CMS has issued the final rule for 2018 for the Quality Payment Program (QPP). The QPP program is in the second year of implementation continually trying to adjust the QPP to become more comprehensive and offer better incentives for the providers.
Changes in MACRA will be affecting the reimbursement for the providers here are some things to look for in Merit-based Incentive Payment System (MIPS) and Advanced Alternative Payment Model (AAPM).
A thorough analysis of the MACRA 1,653 pages rulebook we have created chosen the rules which will affect your billing to the maximum.
Merit-based Incentive Payment Model (MIPS)
- CMS has added leniency for providers affected by natural disasters e.g.:- Fire, Hurricane
For the 2018 rule, CMS has made provisions for uncontrollable circumstances of natural disasters and health emergencies to submit hardship exception applications. This would mean that the CMS would reconsider the advancing-care information for 2017 and for the quality, cost, and improvement for 2018. CMS has also exempted many clinicians for quality, improvement and cost categories in 2017. The final rule for the following will not take effect from 2018.
- For 2017 the final score which would depend on the quality-60 percent, improvement activities-15 percent, cost- 0 percent and for the advancing care-25 percent. For 2018 the performance for 2018 is the quality- 50 percent, Advance care information- 25 percent, cost-10 percent, and improvement activities-15 percent.

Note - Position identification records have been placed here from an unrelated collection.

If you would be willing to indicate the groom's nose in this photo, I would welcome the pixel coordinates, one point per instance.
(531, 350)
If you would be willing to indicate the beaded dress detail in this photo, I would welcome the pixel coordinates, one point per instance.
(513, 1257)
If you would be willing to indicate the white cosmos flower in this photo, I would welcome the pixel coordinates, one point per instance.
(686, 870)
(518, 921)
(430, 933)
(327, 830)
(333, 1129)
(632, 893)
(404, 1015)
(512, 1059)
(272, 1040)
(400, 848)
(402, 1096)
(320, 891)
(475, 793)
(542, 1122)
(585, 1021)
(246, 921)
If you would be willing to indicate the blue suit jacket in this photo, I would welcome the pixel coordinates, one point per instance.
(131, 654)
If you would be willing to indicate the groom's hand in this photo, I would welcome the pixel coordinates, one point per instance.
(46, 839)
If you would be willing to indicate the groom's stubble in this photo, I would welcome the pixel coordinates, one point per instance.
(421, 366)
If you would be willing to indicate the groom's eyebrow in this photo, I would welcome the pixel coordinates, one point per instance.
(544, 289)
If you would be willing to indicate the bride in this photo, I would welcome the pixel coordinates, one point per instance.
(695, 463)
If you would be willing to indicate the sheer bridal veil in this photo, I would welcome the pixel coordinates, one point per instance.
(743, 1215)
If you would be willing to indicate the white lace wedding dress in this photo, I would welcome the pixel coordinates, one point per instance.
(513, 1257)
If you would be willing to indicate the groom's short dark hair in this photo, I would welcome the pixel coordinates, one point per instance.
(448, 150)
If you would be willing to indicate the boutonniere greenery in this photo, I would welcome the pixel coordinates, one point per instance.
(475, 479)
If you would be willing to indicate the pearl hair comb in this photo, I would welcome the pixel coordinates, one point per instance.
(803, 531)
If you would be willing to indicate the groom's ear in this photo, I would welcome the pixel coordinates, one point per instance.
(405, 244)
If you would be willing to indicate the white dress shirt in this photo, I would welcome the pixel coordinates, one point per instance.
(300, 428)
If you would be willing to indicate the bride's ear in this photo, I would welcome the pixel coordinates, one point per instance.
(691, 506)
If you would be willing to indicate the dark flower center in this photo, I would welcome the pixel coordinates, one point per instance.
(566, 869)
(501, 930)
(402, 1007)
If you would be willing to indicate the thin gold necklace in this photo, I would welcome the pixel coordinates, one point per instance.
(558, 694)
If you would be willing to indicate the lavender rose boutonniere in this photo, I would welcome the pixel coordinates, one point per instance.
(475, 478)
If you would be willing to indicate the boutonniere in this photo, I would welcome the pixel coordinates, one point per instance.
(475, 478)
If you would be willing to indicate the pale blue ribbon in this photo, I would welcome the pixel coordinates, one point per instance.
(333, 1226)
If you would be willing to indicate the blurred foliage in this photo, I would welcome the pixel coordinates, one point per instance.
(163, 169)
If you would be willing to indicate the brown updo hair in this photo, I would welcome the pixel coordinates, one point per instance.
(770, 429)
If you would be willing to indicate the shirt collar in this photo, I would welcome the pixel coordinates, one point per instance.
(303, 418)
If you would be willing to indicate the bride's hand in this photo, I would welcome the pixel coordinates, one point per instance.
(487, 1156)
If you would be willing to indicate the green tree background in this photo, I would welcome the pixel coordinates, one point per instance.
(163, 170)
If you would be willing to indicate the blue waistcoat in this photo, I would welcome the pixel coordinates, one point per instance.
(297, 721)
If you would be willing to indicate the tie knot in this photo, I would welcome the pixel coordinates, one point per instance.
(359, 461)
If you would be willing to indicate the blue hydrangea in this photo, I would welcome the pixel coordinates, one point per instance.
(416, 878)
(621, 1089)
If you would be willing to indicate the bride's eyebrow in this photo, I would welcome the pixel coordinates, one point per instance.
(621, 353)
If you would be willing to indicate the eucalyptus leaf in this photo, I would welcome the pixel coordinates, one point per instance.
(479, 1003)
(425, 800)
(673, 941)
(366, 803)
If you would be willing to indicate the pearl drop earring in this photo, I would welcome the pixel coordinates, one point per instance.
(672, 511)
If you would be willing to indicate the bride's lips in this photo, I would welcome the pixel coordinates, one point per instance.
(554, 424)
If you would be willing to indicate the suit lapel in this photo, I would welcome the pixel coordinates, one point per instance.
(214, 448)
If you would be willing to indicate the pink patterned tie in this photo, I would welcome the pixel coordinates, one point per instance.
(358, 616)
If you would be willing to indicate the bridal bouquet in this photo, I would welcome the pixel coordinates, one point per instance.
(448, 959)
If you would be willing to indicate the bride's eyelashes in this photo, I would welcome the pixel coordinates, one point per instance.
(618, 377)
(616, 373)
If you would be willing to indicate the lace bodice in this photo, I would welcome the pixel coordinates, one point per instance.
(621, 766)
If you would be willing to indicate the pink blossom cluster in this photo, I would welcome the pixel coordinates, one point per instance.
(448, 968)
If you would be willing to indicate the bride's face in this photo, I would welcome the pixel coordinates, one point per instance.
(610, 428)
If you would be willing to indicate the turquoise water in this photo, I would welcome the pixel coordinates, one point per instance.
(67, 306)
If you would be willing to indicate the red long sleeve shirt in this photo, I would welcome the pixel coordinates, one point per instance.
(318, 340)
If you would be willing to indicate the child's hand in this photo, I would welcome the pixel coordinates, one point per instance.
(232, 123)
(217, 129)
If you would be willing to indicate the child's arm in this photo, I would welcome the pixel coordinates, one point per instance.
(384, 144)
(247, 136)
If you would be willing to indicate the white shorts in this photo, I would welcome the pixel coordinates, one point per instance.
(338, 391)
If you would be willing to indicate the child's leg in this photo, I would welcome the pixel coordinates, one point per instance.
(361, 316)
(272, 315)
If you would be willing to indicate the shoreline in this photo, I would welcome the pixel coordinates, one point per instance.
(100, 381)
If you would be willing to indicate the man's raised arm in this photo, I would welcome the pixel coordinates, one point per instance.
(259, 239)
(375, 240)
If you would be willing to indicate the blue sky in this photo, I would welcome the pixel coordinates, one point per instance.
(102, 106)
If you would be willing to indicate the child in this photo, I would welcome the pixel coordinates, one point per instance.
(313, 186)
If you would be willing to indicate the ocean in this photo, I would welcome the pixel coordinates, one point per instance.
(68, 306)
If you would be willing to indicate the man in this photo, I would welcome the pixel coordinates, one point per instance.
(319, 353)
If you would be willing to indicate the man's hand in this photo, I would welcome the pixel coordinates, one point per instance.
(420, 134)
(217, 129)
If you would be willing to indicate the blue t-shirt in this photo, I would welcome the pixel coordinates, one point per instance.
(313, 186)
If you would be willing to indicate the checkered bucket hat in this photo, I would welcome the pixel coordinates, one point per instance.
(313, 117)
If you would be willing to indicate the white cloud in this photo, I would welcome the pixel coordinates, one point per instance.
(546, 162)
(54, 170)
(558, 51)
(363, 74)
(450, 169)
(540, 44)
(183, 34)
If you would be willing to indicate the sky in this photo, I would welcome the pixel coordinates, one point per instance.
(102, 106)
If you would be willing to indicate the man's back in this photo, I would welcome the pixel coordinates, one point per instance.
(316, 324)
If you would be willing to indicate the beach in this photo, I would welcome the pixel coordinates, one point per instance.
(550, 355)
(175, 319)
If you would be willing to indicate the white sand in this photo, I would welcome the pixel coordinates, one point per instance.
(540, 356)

- Bonus Opportunities for providers
Small practices that have 15 or less number of physicians can also 5 additional points if they submit on one performance category. Physicians can also earn up to five more points for treating complex patients. For all patients eligible for Medicare and Medicaid insurance.
- The threshold for revenue and patient raised
In 2017, if providers have billed less than $30,000 for Medicare Part B or treated less than 100 patients who are beneficiaries of Medicare Part B. In 2018, the bare is promoted to $90,000 and 200 patients annually. Individual physicians or physicians of less than a group of 10 can band together to report the MIPS parameters.

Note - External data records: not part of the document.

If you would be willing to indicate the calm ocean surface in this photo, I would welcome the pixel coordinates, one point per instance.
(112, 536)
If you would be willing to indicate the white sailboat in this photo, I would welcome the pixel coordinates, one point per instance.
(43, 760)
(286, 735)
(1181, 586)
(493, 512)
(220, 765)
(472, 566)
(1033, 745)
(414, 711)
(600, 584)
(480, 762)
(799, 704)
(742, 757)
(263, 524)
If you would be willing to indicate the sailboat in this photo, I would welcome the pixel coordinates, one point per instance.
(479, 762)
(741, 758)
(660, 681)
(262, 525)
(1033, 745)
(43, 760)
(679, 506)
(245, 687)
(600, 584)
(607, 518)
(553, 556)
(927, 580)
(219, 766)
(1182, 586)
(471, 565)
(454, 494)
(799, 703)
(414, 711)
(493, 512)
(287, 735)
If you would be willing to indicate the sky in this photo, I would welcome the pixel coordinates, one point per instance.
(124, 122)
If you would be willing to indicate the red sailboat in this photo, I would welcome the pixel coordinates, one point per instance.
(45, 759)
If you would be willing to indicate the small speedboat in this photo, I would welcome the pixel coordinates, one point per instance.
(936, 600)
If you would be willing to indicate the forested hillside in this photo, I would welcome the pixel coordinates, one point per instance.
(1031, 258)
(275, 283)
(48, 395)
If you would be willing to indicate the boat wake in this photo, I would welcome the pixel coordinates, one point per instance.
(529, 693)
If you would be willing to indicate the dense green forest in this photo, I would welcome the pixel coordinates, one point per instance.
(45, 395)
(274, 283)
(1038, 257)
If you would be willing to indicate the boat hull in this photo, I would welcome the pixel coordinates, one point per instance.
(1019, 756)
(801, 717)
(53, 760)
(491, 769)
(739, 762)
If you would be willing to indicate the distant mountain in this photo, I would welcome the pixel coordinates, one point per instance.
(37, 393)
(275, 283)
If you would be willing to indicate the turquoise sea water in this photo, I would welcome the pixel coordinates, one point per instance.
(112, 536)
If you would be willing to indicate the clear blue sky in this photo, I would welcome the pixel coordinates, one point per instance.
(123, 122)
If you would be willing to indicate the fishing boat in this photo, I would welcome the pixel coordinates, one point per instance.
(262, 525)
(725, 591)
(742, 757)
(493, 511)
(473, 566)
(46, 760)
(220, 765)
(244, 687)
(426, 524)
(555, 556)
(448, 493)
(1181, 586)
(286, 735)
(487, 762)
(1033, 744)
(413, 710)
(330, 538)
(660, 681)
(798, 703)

Extended Advanced APM by two years
This says that at least 8 percent of physician’s revenue has to be in risk to qualify for the extension of performance for the year 2020. The performance standard will be extended till 2020, this rule applies to the physicians under the financial risk and who are APM under the non-Medicare payers can also qualify for the Advanced APM.
The rulebook also provides information on the All-payer combination model which will be available by 2019. This will include the determination and data submission for the model which will allow the physicians to qualify for the Advanced APM.

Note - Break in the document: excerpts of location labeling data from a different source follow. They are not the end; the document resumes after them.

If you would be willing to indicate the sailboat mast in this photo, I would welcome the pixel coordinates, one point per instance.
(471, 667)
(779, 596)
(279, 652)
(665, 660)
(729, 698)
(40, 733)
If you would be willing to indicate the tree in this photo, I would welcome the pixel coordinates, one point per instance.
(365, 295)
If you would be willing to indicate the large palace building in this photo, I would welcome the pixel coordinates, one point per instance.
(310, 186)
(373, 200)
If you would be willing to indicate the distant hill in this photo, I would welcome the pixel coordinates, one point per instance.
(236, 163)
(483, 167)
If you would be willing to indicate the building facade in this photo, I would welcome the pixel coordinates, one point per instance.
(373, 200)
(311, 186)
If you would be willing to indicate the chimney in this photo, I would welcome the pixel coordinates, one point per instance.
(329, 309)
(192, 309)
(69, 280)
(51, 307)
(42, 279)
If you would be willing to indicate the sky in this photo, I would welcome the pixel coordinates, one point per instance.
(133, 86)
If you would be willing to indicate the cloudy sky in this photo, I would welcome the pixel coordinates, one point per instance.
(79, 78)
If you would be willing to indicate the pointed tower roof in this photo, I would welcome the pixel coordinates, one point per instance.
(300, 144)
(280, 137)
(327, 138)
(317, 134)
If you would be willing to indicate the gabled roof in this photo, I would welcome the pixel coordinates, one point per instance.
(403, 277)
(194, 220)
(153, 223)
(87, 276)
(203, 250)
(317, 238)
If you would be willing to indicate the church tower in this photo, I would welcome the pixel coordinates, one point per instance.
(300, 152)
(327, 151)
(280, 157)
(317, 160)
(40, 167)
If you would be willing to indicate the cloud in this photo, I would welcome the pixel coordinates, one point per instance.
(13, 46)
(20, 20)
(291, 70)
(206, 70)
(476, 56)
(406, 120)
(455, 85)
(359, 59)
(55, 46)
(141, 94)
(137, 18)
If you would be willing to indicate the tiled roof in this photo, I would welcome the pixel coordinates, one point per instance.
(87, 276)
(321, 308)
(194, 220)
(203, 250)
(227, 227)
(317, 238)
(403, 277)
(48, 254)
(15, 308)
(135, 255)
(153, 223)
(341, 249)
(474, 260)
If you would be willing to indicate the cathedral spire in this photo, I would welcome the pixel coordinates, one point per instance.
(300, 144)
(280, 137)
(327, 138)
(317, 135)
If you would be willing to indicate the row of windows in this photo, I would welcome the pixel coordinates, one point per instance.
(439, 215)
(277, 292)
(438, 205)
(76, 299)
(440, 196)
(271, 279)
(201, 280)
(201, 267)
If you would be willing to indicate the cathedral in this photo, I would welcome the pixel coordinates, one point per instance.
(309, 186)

The CMS rules have had a mixed reception, while some providers have lauded CMS and others say that it could have been better under the new regulations. Some of the physicians supported saying that the administration has continued providing the flexibility for the participation of providers. However, some of the feel that the CMS has shied away from the value-based just to maintain the equilibrium for the providers.
It seems like the CMS wants to ease out the process of value-based payment model for the providers before fully plunging into the model. This will provide with a breather for the individual physicians and small practices. While in later years how the practices would be taking the leap for value-based care would be an interesting factor to see.
While ASC and emergency service providers feel left out with non-expected departments where the 10 points where cut-down bringing it from 50 percent to 40 percent.